On January 3, 1973, Ellsberg was formally charged under the Espionage Act of 1917. The charges included theft and conspiracy. Because of governmental misconduct and illegal evidence-gathering, and the defense by Leonard Boudin and Harvard Law School professor Charles Nesson the case against him was dismissed by Judge William Matthew Byrne on May 11, 1973.
In 2006, Ellsberg was awarded the Right Livelihood Award. In 2018 he was awarded the Olof Palme Prize for his “profound humanism and exceptional moral courage.”
Ellsberg is now speaking out about the presidency of Donald Trump.
“For almost four years, I’ve been very worried — ashamed and dismayed, really — that my country allowed Donald Trump to be president. It’s now of transcendent importance to prevent him from gaining a second term.
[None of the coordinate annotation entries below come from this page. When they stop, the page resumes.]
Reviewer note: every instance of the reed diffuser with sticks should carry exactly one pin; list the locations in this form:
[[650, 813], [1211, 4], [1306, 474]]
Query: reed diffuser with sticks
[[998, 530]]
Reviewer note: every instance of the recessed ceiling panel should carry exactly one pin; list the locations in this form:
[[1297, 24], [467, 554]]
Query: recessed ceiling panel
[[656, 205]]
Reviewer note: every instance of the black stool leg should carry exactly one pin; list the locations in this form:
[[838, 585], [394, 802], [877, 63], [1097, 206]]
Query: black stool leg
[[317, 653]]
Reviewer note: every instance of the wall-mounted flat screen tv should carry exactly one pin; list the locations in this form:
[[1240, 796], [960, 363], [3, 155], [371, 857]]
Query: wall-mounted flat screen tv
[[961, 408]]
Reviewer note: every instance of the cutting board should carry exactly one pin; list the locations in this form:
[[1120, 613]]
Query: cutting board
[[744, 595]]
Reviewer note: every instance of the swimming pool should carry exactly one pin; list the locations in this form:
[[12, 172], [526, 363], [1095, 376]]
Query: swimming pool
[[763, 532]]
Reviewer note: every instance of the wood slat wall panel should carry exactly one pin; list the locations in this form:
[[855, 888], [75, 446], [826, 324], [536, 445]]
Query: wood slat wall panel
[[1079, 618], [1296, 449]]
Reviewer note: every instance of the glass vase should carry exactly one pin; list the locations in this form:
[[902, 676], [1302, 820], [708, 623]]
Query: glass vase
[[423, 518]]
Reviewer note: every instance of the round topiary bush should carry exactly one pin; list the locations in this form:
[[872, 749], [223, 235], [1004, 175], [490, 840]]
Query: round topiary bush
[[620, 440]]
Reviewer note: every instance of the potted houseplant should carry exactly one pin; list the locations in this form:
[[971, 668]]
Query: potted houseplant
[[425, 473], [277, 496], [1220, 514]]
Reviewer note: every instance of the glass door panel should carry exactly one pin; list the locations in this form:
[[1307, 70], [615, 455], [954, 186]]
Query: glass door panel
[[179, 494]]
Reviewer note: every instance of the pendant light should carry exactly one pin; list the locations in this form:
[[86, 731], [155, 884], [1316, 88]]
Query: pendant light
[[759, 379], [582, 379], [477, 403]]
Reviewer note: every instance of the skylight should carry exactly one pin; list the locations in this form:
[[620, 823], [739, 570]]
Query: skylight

“So, I’m urging people to vote for Joe Biden. As a progressive, I’ve certainly disagreed with him on many issues in the past. In fact, he was low on my list of preferences among the Democratic candidates. I voted for Bernie Sanders in the primary, as I did in 2016. (Elizabeth Warren would have been my second choice this year.),” Ellsberg shares.

He adds that “now, I’m in the fullest agreement with Sanders and other progressive leaders like Alexandria Ocasio-Cortez as they urge us to support Biden to defeat Donald Trump, not only with our own votes but with our efforts to persuade others to do so.”
Ellsberg believes that climate change is an issue that needs immediate attention and although he doesn’t agree with everything in the Green New Deal, he believes that Biden will do all he can to combat the issue.
“The current president is doing everything he can to maximize fossil-fuel emissions while eliminating regulations that would reduce them. Donald Trump is doing all he can to encourage drilling, fracking, and burning of fossil fuels, at a time when the scientific evidence is clear that continuing such a path may mean irreversibly calamitous climate change.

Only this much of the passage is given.